Christin Römer opened her family café this May, naming it after the orchard growing nearby with the intention of creating an impression of a healthy, tasty and friendly place to go for a coffee and piece of home-made cake – apple and other options are usually on offer.
The 33-year-old commissioned a logo for the café – a red apple with a cut-out silhouette of a child in a hat – and liked it so much she got it printed on cushions, cups, chairs and even a delivery bike.
“I love the logo and have used it everywhere,” she told The Local.
“I wanted to do something like Starbucks, and have the logo as my trademark.
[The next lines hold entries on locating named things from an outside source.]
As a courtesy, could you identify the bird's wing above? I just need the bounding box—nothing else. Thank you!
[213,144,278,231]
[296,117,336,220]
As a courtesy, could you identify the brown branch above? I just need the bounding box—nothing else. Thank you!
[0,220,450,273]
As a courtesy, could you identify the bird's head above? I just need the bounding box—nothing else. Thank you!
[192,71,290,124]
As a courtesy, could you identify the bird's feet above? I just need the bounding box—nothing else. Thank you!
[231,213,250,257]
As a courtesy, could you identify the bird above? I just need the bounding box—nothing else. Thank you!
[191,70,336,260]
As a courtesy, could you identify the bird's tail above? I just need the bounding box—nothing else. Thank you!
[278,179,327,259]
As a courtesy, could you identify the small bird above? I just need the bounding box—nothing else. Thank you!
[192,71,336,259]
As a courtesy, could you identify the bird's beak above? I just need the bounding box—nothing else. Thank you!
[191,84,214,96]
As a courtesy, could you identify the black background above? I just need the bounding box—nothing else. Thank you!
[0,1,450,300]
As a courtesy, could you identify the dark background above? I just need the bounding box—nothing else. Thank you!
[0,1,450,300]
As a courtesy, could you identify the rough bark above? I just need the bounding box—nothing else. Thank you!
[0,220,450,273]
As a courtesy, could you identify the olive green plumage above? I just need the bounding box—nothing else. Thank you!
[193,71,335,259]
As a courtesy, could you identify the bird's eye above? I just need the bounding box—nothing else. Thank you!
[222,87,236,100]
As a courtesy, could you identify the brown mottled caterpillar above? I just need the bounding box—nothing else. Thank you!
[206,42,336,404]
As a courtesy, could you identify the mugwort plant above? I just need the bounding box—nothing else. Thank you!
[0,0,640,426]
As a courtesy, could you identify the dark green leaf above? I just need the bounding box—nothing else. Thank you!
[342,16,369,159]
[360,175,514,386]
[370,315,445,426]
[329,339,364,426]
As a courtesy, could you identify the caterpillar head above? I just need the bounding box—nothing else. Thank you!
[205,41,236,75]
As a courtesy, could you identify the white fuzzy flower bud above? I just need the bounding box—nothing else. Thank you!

I was even thinking of eventually expanding and creating a franchise business so other people could open up other Apfelkind cafés, which is why I wanted to register the trademark.”
She said she sells the Apfelkind cups and shopping bags, and had ideas to even branch out into the fashion business – using fair-trade principles and contacts she has in South America.
Yet her ambitions were dealt a blow when a letter arrived last month from California. It told her that Apple saw a clear danger of confusion between their logo and hers, particularly regarding Römer’s choice of red for the logo, the leaf on the apple stem and the shape of her apple.
Apple’s logo would be damaged by any trademark rights she might gain for her apple, the letter said, demanding she withdraw her patent application for a range of applications. This would prevent her from using the logo on toys or more crucially for services, which Römer said would prevent her from expanding on a franchise basis.
“I’m not going to accept that,” she said. “At first I couldn’t believe the letter – then I called my lawyer.”
She has refused to withdraw her trademark application, and says her lawyer expects the conflict to be decided by the Munich Patent Office.
“The thing is, it was almost flattering to hear from Apple. I love Apple products – I love design and am not terribly technical. I organise my cafe with my iPhone and Apple laptop.”
She said that although she always had her iPhone with her while working in the café, she had not created the kind of place where people would want to go to use their computers. “I don’t have wireless internet here and don’t intend to provide it. This is a café for families and children,” she said.
Apple spokesman Georg Albrecht told The Local the company would not comment on the story.
Meanwhile Apfelkind is busier than ever, said Römer. “People are coming in out of curiosity, and even solidarity.”